I. AIMS AND SCOPE
It has been 55+ years since Licklider published his seminal paper titled “Man-Machine Symbiosis”. Yet, Licklider’s argument stands still today as it was standing at that time; a vision that seems to be plausible in the near future. We particularly quote from this seminal work: “A multidisciplinary study group, examining future research and development problems of the Air Force, estimated that it would be 1980 before developments in artificial intelligence make it possible for machines alone to do much thinking or problem solving of military significance. That would leave, say, five years to develop man-computer symbiosis and 15 years to use it. The 15 may be 10 or 500, but those years should be intellectually the most creative and exciting in the history of mankind.”

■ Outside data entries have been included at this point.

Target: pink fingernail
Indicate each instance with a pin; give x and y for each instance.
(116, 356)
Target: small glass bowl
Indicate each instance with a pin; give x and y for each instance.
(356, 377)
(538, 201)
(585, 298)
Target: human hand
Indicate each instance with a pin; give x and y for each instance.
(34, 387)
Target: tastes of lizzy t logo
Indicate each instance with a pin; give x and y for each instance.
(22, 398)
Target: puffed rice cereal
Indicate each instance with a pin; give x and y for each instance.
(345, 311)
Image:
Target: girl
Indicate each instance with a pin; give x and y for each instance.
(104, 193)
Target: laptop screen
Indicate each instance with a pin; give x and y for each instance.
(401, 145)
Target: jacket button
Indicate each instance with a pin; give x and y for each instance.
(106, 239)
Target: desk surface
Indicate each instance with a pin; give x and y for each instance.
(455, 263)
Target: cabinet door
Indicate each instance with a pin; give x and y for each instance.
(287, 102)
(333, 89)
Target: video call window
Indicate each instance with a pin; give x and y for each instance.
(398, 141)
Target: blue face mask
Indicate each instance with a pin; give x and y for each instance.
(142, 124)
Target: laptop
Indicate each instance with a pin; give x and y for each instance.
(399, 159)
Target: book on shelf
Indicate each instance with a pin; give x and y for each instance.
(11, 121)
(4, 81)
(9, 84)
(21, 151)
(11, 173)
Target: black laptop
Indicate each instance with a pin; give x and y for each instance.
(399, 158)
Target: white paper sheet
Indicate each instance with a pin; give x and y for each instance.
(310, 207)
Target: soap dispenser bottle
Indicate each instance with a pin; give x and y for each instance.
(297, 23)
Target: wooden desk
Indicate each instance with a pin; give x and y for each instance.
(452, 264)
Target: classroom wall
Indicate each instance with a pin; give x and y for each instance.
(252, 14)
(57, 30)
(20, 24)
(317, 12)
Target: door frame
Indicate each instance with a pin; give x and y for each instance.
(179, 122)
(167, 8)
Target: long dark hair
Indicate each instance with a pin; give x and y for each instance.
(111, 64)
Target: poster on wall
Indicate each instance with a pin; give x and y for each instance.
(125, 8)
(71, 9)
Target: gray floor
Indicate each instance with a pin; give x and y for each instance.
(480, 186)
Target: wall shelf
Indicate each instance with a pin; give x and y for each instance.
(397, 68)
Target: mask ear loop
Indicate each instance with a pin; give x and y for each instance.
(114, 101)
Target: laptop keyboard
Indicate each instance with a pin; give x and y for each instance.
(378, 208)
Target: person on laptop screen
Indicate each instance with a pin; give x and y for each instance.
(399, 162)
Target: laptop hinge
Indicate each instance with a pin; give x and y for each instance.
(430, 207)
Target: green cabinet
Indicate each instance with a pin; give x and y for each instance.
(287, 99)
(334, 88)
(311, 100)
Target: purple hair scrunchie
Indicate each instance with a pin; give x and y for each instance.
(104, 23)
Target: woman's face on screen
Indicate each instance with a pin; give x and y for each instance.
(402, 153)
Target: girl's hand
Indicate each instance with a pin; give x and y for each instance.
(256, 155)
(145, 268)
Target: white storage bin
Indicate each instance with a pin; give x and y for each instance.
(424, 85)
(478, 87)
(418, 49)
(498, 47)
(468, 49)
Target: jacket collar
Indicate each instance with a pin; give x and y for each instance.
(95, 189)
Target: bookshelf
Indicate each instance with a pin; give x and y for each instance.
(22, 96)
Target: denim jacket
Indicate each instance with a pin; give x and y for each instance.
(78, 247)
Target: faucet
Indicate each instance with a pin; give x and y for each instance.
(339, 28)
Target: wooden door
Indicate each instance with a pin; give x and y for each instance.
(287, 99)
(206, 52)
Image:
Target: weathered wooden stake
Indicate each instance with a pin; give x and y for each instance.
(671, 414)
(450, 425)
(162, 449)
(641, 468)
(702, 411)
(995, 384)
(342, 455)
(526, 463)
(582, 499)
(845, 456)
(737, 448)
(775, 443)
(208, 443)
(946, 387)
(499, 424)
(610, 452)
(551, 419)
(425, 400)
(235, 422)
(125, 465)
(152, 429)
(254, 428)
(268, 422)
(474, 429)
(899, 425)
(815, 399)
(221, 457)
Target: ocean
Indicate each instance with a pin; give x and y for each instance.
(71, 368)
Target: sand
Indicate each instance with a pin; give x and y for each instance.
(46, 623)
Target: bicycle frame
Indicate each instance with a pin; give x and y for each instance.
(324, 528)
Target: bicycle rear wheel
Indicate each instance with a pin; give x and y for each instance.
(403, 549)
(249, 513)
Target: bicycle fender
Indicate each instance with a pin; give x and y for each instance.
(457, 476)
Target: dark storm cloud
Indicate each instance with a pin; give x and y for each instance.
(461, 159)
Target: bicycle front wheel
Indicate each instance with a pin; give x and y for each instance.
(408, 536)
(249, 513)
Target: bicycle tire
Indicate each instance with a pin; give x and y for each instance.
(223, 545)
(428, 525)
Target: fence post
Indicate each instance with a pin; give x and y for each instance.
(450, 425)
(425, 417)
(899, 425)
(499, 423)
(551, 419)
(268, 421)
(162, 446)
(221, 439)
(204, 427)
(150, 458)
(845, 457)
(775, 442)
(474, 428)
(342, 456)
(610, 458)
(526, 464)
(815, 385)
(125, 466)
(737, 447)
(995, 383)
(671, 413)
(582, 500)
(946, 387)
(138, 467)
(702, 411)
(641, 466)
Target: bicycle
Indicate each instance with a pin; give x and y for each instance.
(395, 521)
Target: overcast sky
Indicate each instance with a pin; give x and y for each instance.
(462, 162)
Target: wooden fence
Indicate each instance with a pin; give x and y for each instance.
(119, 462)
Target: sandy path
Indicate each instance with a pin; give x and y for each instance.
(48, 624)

Today, as we stand on slightly firmer ground to assert that the era of Human-Machine Symbiosis has begun, perfection in that symbiosis still remains distant. On the conceptual level, more refined concepts of Licklider’s vision have been established; these include (in a chronological order of their appearance in the literature): Biocybernetics, Brain Computer Interfaces, Adaptive Aiding, Adaptive Automation, HumanMachine Teaming, Augmented Cognition, Cognitive-Cyber Symbiosis, and Human-Autonomy Teaming. On the engineering level, most of these concepts have been implemented in one form or another. The field of Air Traffic Control has possibly been “the” testbed for almost all of these concepts; but today, autonomous systems are becoming a primary testbed for all of these concepts.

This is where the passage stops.